O Teatro de Balugas constrói peças inspiradas nas suas gentes. O Grupo de Teatro de Avintes atua em associações, escolas, lares, bairros. O Teatro Contra-Senso reúne-se na cave de um prédio em Marvila. Homens e mulheres, jovens e reformados, dedicados à causa. As palmas sabem bem. E os corações apertam com os poucos apoios e o público que minga.
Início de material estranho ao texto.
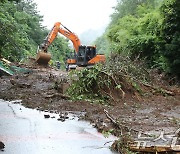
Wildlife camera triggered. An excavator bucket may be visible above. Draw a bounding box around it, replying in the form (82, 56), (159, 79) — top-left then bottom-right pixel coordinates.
(36, 51), (51, 65)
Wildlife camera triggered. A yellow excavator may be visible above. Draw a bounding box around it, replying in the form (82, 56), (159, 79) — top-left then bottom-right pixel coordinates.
(36, 22), (105, 69)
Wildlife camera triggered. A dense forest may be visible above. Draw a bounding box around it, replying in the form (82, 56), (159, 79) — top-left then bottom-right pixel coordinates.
(95, 0), (180, 78)
(0, 0), (70, 64)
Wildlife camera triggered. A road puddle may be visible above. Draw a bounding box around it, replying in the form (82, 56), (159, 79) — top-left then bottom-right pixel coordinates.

É teatro feito na aldeia, uma história de persistência, uma prova de resistência. Em 2007, em Balugães, freguesia de Barcelos com menos de 800 habitantes, nascia o Teatro de Balugas por jovens da terra com vontade de lutar contra o desaparecimento da identidade rural. “Acreditamos que o teatro tem a capacidade de mudar uma rua, uma comunidade, um território, as pessoas”, defende Cândido Sobreiro, fundador e diretor artístico da companhia. Dezassete anos depois, 22 criações, atuações em Portugal e no estrangeiro, prémios nacionais e internacionais. Da aldeia para o Mundo. Amador, lembra Cândido Sobreiro, vem do latim “amator”, que significa aquele que ama.
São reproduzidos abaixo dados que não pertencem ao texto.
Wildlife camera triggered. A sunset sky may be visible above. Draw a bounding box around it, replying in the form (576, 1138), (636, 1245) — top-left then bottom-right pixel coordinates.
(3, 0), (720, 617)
Textos, cenários, figurinos, músicas. Tudo feito de raiz. “Dá muito trabalho, pôr as roupas a lavar, afinar uma peça que se estragou.” Carregar e descarregar material, combinar boleias, organizar ensaios. “São pessoas que têm o seu emprego e que nos tempos livres se dedicam a uma causa, acreditando que o mundo será melhor”, avança Cândido Sobreiro, também ele com o seu trabalho em relações internacionais. São professores, enfermeiros, operários fabris, farmacêuticos, estudantes. São 15 elementos entre os 10 e os 87 anos da senhora Laurentina Silva. “Há um trabalho gigante, uma dedicação enorme, tempo que se rouba à família.” Mas cada minuto vale a pena. “É um ato de cidadania cultural.”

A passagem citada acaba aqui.